So, what does it help to have higher work_mem? The idea is that having higher work_mem let's the hash be larger with fewer “Batches", and thus make it faster. Why “the idea"? When I tried to test it I got:

$ set work_mem = '100MB';
SET
 
$ explain  analyze  select * from test a join test b using (random_text) where a.id < 1000000;
                                                                   QUERY PLAN
------------------------------------------------------------------------------------------------------------------------------------------------
 Hash Join  (cost=51415.00..369175.51 rows=1044855 width=39) (actual time=580.566..10006.115 rows=999999 loops=1)
   Hash Cond: (b.random_text = a.random_text)
   ->  Seq Scan on test b  (cost=0.00..182313.65 rows=9999865 width=35) (actual time=0.008..1017.055 rows=10000000 loops=1)
   ->  Hash  (cost=38354.31..38354.31 rows=1044855 width=35) (actual time=580.400..580.400 rows=999999 loops=1)
         Buckets: 131072  Batches: 1  Memory Usage: 67387kB
         ->  Index Scan using test_pkey on test a  (cost=0.00..38354.31 rows=1044855 width=35) (actual time=0.036..252.311 rows=999999 loops=1)
               Index Cond: (id < 1000000)
 Total runtime: 10048.051 ms
(8 rows)

As we can see hashing used 67MB of ram, but the speed was basically the same – even a bit slower.
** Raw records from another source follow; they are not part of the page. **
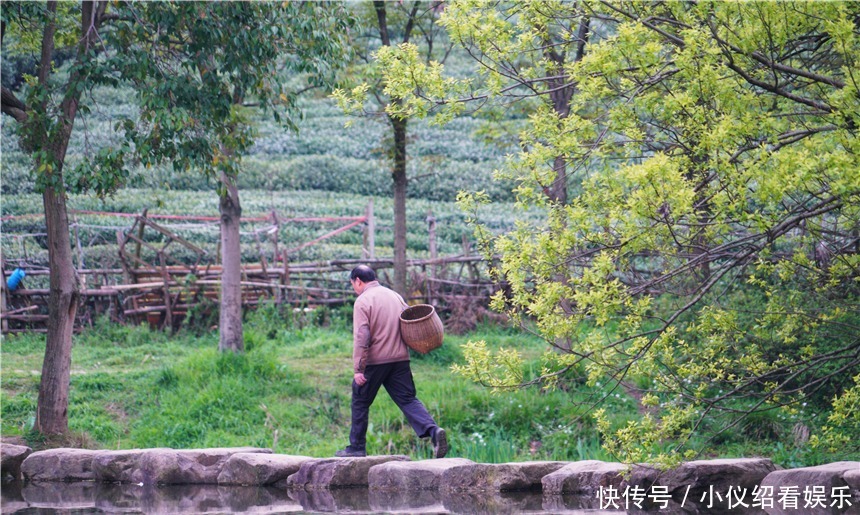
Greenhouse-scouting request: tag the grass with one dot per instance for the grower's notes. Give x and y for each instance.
(134, 388)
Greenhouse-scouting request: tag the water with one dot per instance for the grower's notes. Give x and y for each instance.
(91, 497)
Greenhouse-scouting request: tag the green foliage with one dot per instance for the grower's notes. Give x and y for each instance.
(710, 249)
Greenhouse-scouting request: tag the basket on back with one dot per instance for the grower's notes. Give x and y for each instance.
(421, 328)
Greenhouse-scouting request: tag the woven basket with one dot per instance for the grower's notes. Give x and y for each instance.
(421, 328)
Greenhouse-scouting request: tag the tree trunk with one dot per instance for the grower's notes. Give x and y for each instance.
(231, 268)
(400, 185)
(52, 408)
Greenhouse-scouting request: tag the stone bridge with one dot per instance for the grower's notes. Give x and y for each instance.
(452, 484)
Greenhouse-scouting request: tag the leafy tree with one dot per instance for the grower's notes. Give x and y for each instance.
(193, 64)
(394, 22)
(710, 262)
(46, 118)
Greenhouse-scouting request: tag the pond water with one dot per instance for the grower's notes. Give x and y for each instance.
(90, 497)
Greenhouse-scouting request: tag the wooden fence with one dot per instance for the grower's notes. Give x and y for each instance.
(155, 286)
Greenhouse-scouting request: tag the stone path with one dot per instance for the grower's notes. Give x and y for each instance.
(449, 483)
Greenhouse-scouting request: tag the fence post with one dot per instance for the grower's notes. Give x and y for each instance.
(431, 244)
(369, 248)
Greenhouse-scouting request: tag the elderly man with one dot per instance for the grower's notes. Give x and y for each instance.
(380, 358)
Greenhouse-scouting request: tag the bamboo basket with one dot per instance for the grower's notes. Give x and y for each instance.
(421, 328)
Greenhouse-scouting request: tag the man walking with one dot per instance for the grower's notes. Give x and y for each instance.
(380, 358)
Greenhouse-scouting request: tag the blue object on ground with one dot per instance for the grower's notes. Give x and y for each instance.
(15, 279)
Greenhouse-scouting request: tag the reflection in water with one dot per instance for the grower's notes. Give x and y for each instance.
(89, 497)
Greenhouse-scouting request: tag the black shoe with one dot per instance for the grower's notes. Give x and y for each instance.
(440, 443)
(351, 452)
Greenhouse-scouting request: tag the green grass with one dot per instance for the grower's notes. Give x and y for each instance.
(135, 388)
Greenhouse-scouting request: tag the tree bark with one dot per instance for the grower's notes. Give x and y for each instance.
(398, 172)
(400, 186)
(230, 313)
(52, 407)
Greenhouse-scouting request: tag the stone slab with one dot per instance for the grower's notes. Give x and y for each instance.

And even decreasing the work_mem to the point of absurd didn't really help me show performance difference:

$ set work_mem = '128kB';
SET
 
$ explain  analyze  select * from test a join test b using (random_text) where a.id < 1000000;
                                                                   QUERY PLAN
------------------------------------------------------------------------------------------------------------------------------------------------
 Hash Join  (cost=59578.00..454250.69 rows=1044855 width=39) (actual time=611.189..6666.236 rows=999999 loops=1)
   Hash Cond: (b.random_text = a.random_text)
   ->  Seq Scan on test b  (cost=0.00..182313.65 rows=9999865 width=35) (actual time=0.009..1107.376 rows=10000000 loops=1)
   ->  Hash  (cost=38354.31..38354.31 rows=1044855 width=35) (actual time=604.508..604.508 rows=999999 loops=1)
         Buckets: 1024  Batches: 1024  Memory Usage: 74kB
         ->  Index Scan using test_pkey on test a  (cost=0.00..38354.31 rows=1044855 width=35) (actual time=0.039..249.613 rows=999999 loops=1)
               Index Cond: (id < 1000000)
 Total runtime: 6710.618 ms
(8 rows)

Frankly – I don't quite understand it, perhaps someone can explain this result to me in comments. For now I assume it's just a matter of specifics of the data I have here.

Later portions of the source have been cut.